En 2004, les séries libellées seinen en étaient à leurs balbutiements, en tout cas en termes de volumes de séries publiées dans un marché dominé par les succès écrasant des shonen publiés par les gros éditeurs. Les rééditions type perfect n’existent pas et les éditeurs tentent de sortir des séries différentes sans savoir ce qui est susceptible de fonctionner, occasionnant parfois des arrêts inopinés avant la fin (Panini a longtemps eu une réputation exécrable en tant qu’éditeur en particulier pour cette raison, et ils ont opéré un redressement spectaculaire dans leur gestion éditoriale depuis quelques années). 2004, c’est l’année où Ahmed Agne avec son associée va créer sa maison d’édition Ki-oon dont la volonté est d’aller dénicher des séries seinen qui représentent tout un pan du manga encore balbutiant chez nous et dans lequel les éditeurs historiques ne s’investissent pas complètement. Le jeune éditeur y voit alors une opportunité éditoriale à saisir avec d’une part tout un pan des catalogues japonais à défricher, et d’autre part une volonté d’apporter un surcroît de professionalisation, notamment dans le soin apporté aux traductions et au suivi éditorial dans la gestion d’un catalogue manga (je schématise mais c’est ce qu’il expliquait en interview il y a quelques années). Et c’est l’exploitation du seinen par divers éditeurs qui permettra de toucher différents publics dans le lectorat manga (celui vieillissant qui a connu les premières publications dans les années 1990 entre autres) et conduira à un premier boom dans le secteur vers la fin des années 2000 si je ne me trompe pas (je résume à gros traits).

Dans ce contexte, et avant que les éditeurs historiques comme Kana ne publient massivement du seinen, il n’était pas absurde en 2004 de lancer une collection différente dans un format particulier pour y accueillir des œuvres qui sortaient visuellement du courant mainstream de ce qui était publié, aussi bien pour se détacher de la masse de nouveautés que pour attirer un public potentiel qui n’aurait pas denié ouvrir un manga classique. L’ajout au catalogue de titres d’autres pays ne se fera qu’au fur et à mesure des années, parce qu’il y a aussi le fait qu’une partie du lectorat manga classique s’intéresse difficilement à ce qui est non japonais.
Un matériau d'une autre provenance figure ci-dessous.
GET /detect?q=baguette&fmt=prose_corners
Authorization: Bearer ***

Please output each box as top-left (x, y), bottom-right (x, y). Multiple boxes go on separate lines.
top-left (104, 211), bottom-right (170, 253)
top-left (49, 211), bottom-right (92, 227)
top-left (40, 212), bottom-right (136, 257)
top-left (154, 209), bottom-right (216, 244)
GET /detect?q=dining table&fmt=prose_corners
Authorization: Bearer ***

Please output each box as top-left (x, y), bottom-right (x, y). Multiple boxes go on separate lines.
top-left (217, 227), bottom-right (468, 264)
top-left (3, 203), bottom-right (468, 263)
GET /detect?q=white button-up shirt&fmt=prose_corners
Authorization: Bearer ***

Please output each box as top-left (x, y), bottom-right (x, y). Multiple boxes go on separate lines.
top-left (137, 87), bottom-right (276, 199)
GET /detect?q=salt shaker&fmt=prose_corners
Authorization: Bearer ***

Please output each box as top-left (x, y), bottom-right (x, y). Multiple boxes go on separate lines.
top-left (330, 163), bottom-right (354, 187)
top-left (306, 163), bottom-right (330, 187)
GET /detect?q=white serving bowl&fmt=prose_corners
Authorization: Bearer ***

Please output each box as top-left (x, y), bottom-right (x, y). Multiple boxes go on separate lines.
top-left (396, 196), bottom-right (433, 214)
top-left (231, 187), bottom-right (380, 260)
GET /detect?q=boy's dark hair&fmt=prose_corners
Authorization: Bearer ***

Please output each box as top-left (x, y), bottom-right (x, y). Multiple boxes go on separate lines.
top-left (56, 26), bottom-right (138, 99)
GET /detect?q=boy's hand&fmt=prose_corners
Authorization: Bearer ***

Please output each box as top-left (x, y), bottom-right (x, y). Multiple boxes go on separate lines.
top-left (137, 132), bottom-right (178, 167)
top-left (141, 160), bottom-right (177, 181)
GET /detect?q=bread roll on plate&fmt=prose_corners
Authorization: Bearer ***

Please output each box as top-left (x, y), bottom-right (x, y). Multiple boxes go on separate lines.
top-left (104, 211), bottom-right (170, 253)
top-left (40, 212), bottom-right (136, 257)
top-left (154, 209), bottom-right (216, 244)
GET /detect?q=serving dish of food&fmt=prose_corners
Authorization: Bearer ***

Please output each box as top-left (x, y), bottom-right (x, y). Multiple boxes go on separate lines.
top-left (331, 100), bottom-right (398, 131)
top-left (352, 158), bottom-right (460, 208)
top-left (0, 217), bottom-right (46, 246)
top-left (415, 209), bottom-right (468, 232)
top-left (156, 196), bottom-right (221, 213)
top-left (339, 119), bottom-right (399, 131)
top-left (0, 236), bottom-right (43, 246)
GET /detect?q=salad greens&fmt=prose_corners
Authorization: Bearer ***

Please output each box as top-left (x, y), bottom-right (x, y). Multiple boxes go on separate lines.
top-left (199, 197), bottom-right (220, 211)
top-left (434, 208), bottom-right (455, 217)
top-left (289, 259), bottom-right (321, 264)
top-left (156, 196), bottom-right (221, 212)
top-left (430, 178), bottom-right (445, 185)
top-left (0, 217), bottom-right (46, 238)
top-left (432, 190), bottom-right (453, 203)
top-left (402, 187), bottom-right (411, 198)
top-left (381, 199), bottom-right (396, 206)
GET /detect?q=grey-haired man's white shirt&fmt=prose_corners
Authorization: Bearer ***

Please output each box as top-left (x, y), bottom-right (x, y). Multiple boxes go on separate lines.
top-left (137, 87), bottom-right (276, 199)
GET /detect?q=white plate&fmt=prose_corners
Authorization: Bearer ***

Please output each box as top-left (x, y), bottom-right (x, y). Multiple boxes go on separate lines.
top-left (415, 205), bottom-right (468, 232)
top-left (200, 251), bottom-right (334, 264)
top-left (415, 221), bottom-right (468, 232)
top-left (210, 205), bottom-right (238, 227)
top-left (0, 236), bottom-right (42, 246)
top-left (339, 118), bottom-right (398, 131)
Et commencer la publication de Matsumoto chez Kana avec Number 5, qui représentait un tournant stylistique prononcé dans la carrière de l’auteur, investissant un univers de sf où l’influence de Moebius éclatait dans le trait et le decorum déployé (c’est un auteur qui s’est passionné pour la bd franco-belge à la faveur de voyages en France, ce qui a profondément impacté son travail), ça faisait sens de le faire dans une collection étudiée qui a proposé une édition très qualitative (cf la description dans l’article d’actuabd), bien plus que la réédition intégrale parue récemment. Inconsciemment, je pense que c’est cette édition travaillée qui a en partie piquer mon intérêt pour le travail de Matsumoto (en plus d’un article du magazine pavillon rouge publié par Delcourt à ce moment) à une époque où je n’étais pas encore sensible aux précédents travaux de l’auteur publiés chez Tonkam. J’ai beaucoup tourné autour de Number 5 quand la librairie Bulle était installée dans le vieux Mans avant de sauter le pas.

Et rétrospectivement, certains éditeurs développeront par la suite leur propre collection avec un format dédié pour mettre en valeur certains titres, dont Ki-oon pour la publication de mangas de Tsuruta par ex et plus récemment Pika avec leur collection Graphic (pour la publication de séries de Taniguchi, de rééditions comme Dragon Head ou certains travaux de Kon Satoshi).